Faultlines crack in Quick’s faction
The issue of whether the Lord’s Prayer should be dropped from Parliament has exposed deep ideological faultlines within Ian Quick’s faction.
Party members have taken to social media, expressing positions ranging from extreme christphobia to far right activism.
The Liberal Party values freedom but when the positions fall within the same faction, it exposes the true dysfunction and disunity that is unsustainable.
The Lord’s Prayer debate is not the first issue to bring out a variety of startlingly opposing opinions, as similar internal troubles were exposed during the Same Sex Marriage debate. There have also been discussions about freedom of religion in general, including the possibility of Federal legislation on the subject.
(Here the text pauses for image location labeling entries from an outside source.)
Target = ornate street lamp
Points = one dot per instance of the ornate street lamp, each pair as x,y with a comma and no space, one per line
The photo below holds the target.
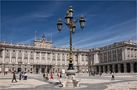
71,24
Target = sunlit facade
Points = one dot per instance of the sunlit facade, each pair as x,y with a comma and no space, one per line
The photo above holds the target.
40,57
120,57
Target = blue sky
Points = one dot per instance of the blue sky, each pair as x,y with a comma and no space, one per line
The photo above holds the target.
106,22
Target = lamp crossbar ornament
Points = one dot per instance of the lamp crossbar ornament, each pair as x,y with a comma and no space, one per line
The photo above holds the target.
71,24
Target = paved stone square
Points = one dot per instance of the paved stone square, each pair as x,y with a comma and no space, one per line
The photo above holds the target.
104,82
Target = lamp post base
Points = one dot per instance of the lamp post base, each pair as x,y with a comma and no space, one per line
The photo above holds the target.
70,81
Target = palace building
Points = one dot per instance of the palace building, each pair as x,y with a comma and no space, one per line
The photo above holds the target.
42,56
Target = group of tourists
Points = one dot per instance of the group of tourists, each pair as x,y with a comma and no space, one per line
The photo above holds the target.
22,75
45,75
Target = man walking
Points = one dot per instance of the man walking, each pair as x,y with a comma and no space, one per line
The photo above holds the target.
14,77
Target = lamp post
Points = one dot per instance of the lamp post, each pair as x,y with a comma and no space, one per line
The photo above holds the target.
71,24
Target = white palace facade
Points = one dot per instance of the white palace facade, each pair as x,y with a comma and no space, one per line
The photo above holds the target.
41,57
120,57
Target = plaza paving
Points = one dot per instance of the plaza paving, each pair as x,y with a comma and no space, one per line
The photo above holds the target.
104,82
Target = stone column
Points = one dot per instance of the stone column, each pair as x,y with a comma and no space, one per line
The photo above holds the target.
51,58
16,57
3,56
125,67
10,56
61,58
40,61
35,57
103,68
65,59
99,69
55,58
46,58
108,68
22,56
131,67
28,57
125,54
119,68
40,69
113,67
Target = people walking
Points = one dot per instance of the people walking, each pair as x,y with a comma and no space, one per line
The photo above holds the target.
14,77
25,76
20,76
51,75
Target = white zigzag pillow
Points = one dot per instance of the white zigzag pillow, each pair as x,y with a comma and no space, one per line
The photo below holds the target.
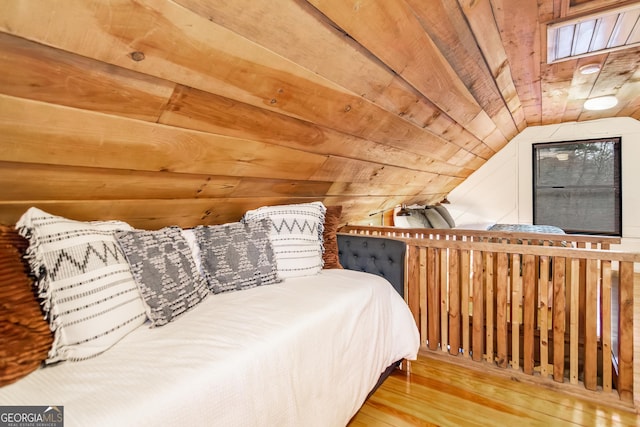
89,296
296,236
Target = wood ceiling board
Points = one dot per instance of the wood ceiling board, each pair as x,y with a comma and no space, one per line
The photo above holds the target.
213,59
20,181
340,169
392,33
519,29
35,132
42,73
150,214
194,109
253,187
356,189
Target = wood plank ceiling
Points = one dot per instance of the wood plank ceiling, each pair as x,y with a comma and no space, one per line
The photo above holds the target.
185,112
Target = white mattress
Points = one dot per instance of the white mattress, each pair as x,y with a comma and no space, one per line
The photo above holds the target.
305,352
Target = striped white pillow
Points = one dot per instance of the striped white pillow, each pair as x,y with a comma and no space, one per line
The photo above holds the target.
89,296
296,236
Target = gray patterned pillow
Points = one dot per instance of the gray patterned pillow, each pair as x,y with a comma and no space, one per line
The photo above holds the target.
163,268
237,256
296,236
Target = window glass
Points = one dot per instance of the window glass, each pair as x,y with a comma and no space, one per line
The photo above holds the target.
577,186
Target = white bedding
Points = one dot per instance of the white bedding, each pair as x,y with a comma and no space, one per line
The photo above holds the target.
304,352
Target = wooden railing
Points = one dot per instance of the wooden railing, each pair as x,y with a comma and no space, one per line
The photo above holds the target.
539,304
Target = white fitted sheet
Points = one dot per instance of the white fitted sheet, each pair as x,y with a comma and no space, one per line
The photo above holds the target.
304,352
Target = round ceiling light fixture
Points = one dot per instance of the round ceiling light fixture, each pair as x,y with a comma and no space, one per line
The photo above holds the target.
601,103
589,69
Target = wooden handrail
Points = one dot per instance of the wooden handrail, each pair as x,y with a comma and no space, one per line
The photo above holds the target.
596,242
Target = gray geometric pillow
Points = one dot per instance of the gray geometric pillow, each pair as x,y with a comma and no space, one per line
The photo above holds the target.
237,256
163,268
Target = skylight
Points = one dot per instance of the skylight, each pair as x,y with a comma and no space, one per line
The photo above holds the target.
594,34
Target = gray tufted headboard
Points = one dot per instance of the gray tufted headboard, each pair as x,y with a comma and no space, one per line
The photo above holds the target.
377,255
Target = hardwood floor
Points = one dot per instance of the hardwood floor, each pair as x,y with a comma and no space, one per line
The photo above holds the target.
440,393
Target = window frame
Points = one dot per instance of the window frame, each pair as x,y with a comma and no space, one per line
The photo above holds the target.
617,183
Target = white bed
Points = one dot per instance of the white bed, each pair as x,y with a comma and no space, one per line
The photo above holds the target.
305,352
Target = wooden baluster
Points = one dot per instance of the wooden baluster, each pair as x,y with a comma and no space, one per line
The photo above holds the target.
605,321
478,307
413,283
625,332
433,299
465,286
529,307
516,301
424,303
502,272
443,291
559,317
574,325
591,325
543,316
489,303
454,301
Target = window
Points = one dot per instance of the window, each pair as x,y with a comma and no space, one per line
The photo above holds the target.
576,186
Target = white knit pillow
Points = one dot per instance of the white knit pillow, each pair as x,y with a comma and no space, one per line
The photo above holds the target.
89,296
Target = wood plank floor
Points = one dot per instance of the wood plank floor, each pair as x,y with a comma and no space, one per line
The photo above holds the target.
440,393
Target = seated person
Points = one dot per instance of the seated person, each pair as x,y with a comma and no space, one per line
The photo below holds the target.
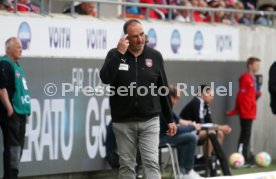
84,8
198,110
184,139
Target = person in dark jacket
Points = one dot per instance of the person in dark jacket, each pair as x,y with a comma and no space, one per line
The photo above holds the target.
246,106
185,138
198,110
137,78
15,106
272,87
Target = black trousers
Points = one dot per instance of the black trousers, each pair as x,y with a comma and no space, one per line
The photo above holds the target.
244,140
13,129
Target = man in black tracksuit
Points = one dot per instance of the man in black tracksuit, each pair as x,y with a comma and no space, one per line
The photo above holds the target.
135,73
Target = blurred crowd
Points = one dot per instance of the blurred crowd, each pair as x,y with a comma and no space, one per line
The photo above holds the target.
205,16
89,8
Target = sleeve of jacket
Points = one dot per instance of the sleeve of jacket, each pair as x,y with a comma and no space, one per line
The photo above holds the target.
272,79
166,103
110,67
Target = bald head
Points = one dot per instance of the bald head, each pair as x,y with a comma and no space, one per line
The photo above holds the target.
13,48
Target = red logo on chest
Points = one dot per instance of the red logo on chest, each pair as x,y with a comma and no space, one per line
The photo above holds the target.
17,74
149,63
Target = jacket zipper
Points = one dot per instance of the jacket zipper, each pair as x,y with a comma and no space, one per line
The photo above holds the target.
136,81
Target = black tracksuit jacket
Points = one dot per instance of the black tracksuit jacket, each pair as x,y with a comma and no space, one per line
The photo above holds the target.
143,70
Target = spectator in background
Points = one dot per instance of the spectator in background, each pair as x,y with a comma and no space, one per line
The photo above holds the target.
246,107
240,17
185,139
133,9
198,110
156,13
219,16
272,87
84,8
183,15
265,20
5,5
249,4
199,16
24,6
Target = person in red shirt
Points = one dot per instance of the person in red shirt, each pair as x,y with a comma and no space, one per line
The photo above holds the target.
153,13
246,106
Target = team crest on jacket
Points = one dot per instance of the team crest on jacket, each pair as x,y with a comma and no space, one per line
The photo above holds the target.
149,62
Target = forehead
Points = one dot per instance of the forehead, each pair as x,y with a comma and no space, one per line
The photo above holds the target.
134,29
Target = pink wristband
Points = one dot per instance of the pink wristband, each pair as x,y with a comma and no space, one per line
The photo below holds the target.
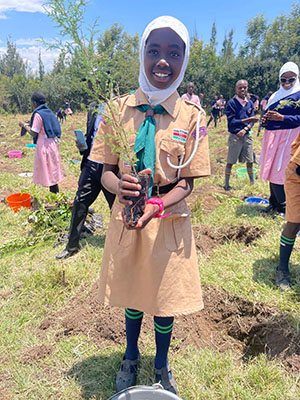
159,202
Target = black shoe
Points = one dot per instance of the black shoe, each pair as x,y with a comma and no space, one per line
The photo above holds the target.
67,253
165,378
282,280
126,376
267,210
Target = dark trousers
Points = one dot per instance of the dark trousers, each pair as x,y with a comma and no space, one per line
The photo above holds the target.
89,186
277,198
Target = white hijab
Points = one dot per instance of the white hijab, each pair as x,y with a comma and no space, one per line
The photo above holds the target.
281,92
154,95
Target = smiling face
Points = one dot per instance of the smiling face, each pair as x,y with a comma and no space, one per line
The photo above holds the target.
190,88
241,88
287,80
163,57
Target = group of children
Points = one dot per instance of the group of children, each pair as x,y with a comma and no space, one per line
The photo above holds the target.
152,267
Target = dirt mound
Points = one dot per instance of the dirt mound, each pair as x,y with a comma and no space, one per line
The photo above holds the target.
227,322
202,198
36,353
207,237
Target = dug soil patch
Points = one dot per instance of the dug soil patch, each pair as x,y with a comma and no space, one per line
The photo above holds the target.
202,198
207,238
227,322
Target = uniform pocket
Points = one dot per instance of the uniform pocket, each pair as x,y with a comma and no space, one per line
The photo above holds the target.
175,149
121,235
172,151
177,233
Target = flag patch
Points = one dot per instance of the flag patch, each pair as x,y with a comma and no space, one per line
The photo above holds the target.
180,135
202,131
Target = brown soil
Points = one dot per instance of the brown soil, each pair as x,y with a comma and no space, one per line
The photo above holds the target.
207,238
227,322
203,198
36,353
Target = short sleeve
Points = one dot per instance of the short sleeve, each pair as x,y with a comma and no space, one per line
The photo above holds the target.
200,164
37,123
103,143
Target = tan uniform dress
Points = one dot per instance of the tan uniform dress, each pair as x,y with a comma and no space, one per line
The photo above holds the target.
292,184
155,269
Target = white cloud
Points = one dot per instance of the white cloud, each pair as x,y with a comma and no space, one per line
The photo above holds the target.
31,55
27,42
21,6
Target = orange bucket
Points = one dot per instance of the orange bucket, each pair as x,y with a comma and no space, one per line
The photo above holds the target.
17,200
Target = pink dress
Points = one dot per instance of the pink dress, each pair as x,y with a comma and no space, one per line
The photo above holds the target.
47,169
276,153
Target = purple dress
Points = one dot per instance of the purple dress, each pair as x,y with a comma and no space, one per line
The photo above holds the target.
47,169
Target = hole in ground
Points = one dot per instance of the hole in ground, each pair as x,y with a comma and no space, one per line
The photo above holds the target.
227,322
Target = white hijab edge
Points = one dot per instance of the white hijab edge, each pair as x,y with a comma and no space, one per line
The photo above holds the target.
281,92
154,95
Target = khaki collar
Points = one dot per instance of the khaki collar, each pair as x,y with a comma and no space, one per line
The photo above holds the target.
171,104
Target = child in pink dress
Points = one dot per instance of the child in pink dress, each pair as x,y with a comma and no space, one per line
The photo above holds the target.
47,170
282,122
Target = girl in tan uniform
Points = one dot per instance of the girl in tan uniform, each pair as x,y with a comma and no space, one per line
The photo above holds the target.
152,267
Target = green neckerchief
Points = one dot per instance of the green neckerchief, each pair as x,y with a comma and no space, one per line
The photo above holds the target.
144,146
These views have come to such a head that Brad Roswell and James Paterson have decided to run a meeting to discuss them. Members reading between the lines will know where the factional faultlines run here.
In one online discussion, multiple members noted that Michael O’Brien has been a very weak leader, in the context of his silence on the Lord’s Prayer issue. Not coincidentally and characteristically, O’Brien reacted to the internal criticism and quickly made a public statement in support of the Lord’s Prayer, much to the chagrin of a portion of his own faction within the Liberal Party. That faction is Ian Quick’s faction.
Those against the Lord’s Prayer soon reacted, expressing their views that it should go. Consequently one party member wrote in response that some party members are “starting to sound just like Christian hater Fiona Patten”. Factional player Ben Reeson immediately went into action, going to town on the viewpoints being expressed.
“I disagree entirely,” wrote Reeson. “A free, secular society means we are free … I don’t think the state should ever be empowered to decide which faith or expression of it is correct.” That is, since the Lord’s Prayer is overtly of the Christian religion, it should be dropped.
Gladys Liu supporter Maria Ngo argued that separation of church and state is a lie.
Then on another Liberal Party social media group, hard left Ian Quick plant, Mikey Oram stated, “I didn’t realize the Liberal Party didn’t support separation of church and state.”
This led to a sharp response from one of Ian Quick’s factional branch stackers, Bill Rizopoulos, “Are you kidding? There is no separation of Church & State in this country.”
Mikey Oram then retaliated, “So your [sic] happy with – say a Muslim prayer? They have a God. A prayer to Zeus? He is a god. I agree though, the Constitution does need an update – take religious references out when we oust the Monarchist system. Anyway, are you planning to answer the question about justifying parliamentary prayer in an increasingly non Christian country?”
Oram also sarcastically told another person, “yep, that will help the Liberal Party represent more than 50% of people who are not Christian. Let’s force religious bias on them, that will not work.”
Ian Quick supporter and webpage admin Jan Millard then stepped in, “Mikey Oram and by your maths 50% are religious…”
By this stage Millard told her factional fellow travellers Rizopoulos and Oram, “Ease up! Libs should respect each other’s POV not sling derogatory terms around. Frankly as we are based on western-Judea [sic] principles no issue at all in retaining the Lord’s Prayer. (Plus I like history and preserving.) Seriously a long-standing Prayer cannot hurt you …”
Because apparently division within a faction can hurt you.